Barry believes quality forage is one of the key success factors when managing such high performing animals, milked three times a day. He also opts for feeding high quality concentrates.

“We’ve always pushed for higher yields, but we’re not feeding a lot of concentrate. It’s by feeding quality forage,” he explains. “You’ve got to get rumen health right. Cows like that are on a knife edge so you’ve got to be on the ball all the time.”

The Coombes run 250 cows at New Grove Farm, Wedmore, Somerset. In recent years, the family have started shredlage processing their forage maize. Shredlage maize is cut longer than conventionally processed maize at harvest and then ‘shredded’  through  a  special  processor fitted in the forager. This results in a light, fluffy mix, which includes a more evenly distributed and processed maize corn.

Barry attributes a one litre a cow increase, together with improved butterfats, to feeding  shredlage.  Grass silage receives the same level of attention at harvest. Jack says:

“It’s going that extra mile to do the right thing. We do aim to produce the best forage we can, as quality forage is key to rumen health and the overall performance of the cow.”

The family harvest their own silage so they are in control of when to cut, which means they consistently produce grass silage of 28-30 % DM and 11-11.5ME. A forage wagon is used to produce a longer chop grass silage, which Jack says is kinder on the rumen. Grass is cut every 45-50 days. The ration is also fed out twice a day and pushed up every 1.5-2 hours to promote good intakes.

The Coombes work closely with Mole Valley Farmers nutritionist, David Balls who recognises the huge importance of quality forages at New Grove Farm. 

“Good forages are essential to achieve these consistent yields, which makes the nutritionist’s job much easier,” he explains. “When cows are giving 12,700 litre average yields and calving interval is below 400 days, the skill needed to manage them is second to none.”

David believes the attention to detail and the consistency of routines forms an important part of the yield story. As does good sized, deep bedded, comfortable cubicles and wide passages, to enable free movement of cows.

“They know their cows and can immediately spot any changes in milk yield and their management is consistent, every day,” David says. “They deliver the same ration to the cows t the same time, every 24 hours and milk at the same time, three times a day. They do all the small things right, which adds up to a significant gain in milk output, cow health and fertility.”

Ration balance is another factor high on the list of importance. Barry says David Balls is good at looking at the information the cows are giving and adapting the ration accordingly. He explains:

“He comes in once a month when he does the costings and walks around the cows for half an hour, checking dungs for things like grains coming through. We’ll then discuss what he’s found.”

Barry likes to amend the ration on occasion and works with David to ensure it’s meeting the herd’s requirements. “David listens when I want to tweak the ration and amends it on the rationing system to create a balanced diet,” Barry explains.

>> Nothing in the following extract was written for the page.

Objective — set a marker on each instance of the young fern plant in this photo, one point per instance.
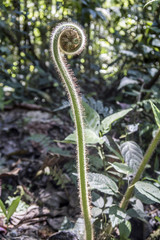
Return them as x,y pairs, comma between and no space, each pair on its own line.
69,38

Jack and Barry also believe breeding the right type of cow is key to success. They generally opt for North American and Canadian Holsteins. Good strength in the body and wide front ends are seen as some of the most important traits, along with a cow that gets up, eats and walks well. Bulls aren’t necessarily selected for really high milk production figures and generally score around +400-500kg.

Asked what he’s most proud of, Barry says

“I’m most proud of my cows. I’d never sell some of them. They have perfect udders, good legs and feet, they produce a lot of milk and don’t lose body condition. We have heifers giving 60 litres a day and they stay good on their feet and in their udder. We’re very proud of them.”